В природе нет ничего незначительного; кто наделен даром
глубокого проникновения в нее, тот знает это. И хотя полное удовлетворение не
дано философии, как не дано ей точно определять причины и указывать границы
следствий, все же созерцатель приходит в бесконечный восторг при виде всего
этого расчленения сил, кончающегося единством. Все работает для всего.
Алгебра приложима к облакам; изучение звезды приносит пользу
розе; ни один мыслитель не осмелится сказать, что аромат боярышника бесполезен
созвездиям. Кто может измерить путь молекулы? Кому ведомо, не вызвано ли
создание миров падением песчинок? Кто знает о взаимопроникновении бесконечно
великого и бесконечно малого, об отголосках первопричин в безднах отдельного
существа и в лавинах творения? И клещ – явление значительное; малое велико, великое
мало; все уравновешивается необходимостью – видение, устрашающее разум! Между
живыми существами и мертвой материей есть чудесная связь; в этом неисчерпаемом
целом, от солнца до букашки, нет презрения друг к другу; одни нуждаются в
других. Свет, уносящий в лазурь земные благоухания, знает, что делает; ночь
оделяет звездной эссенцией заснувшие цветы. Каждая летящая птица держит в
когтях нить бесконечности. Животворение усложняется – от образования метеора и
от удара клювом, которым птенец ласточки, выходя из яйца, разбивает скорлупу;
оно приводит и к созданию дождевого червя и к появлению Сократа. Где кончается
телескоп, там начинается микроскоп. У кого из них поле зрения больше?
Выбирайте. Плесень – плеяда цветов; туманность – муравейник звезд. Та же тесная
близость, еще более удивительная, между явлениями разума и состояниями материи.

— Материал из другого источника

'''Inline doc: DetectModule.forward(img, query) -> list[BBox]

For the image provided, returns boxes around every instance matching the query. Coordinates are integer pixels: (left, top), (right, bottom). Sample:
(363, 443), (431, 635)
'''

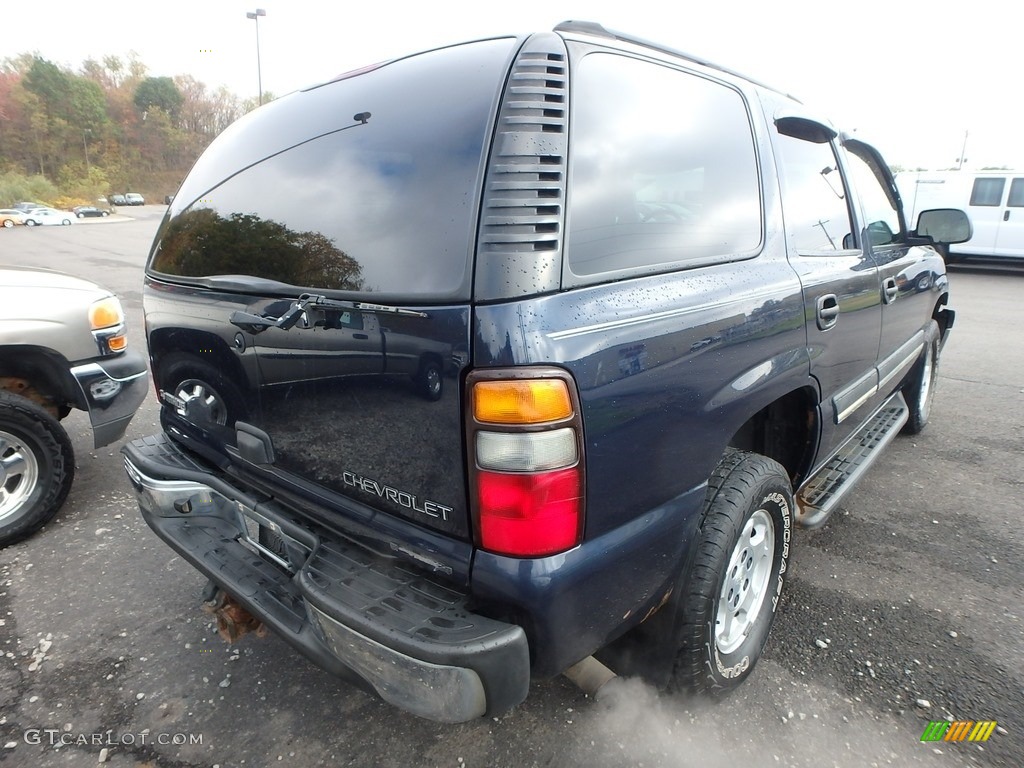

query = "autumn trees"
(0, 53), (251, 204)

Стихии и законы бытия смешиваются, сочетаются, вступают в брак, размножаются
одни через других и в конечном – счете приводят мир материальный и мир духовный
– к одной и той же ясности. Явления природы беспрерывно повторяют себя. В
широких космических взаимных перемещениях жизнь вселенной движется вперед и
назад в неведомых объемах, вращая все в невидимой мистерии возникновений,
пользуясь всем, не теряя даже грезы, даже сновидения, – здесь зарождая
инфузорию, там дробя на части звезду, колеблясь и извиваясь, творя из света
силу, а из мысли стихию, рассеянная всюду и неделимая, растворяя все, за исключением
одной геометрической точки, именуемой «я»; сводя все к душе – атому; раскрывая
все в боге; смешивая все деятельные начала, от самых возвышенных до самых
низменных, во мраке этого головокружительного механизма, связывая полет
насекомого с движением земли, подчиняя – кто знает? быть может, по одному и
тому же закону, – передвижение кометы на небесном своде кружению инфузории
в капле воды. Это механизм, созданный разумом. Гигантская система зубчатых
колес, первый двигатель которой – мошка, а последнее колесо – зодиак.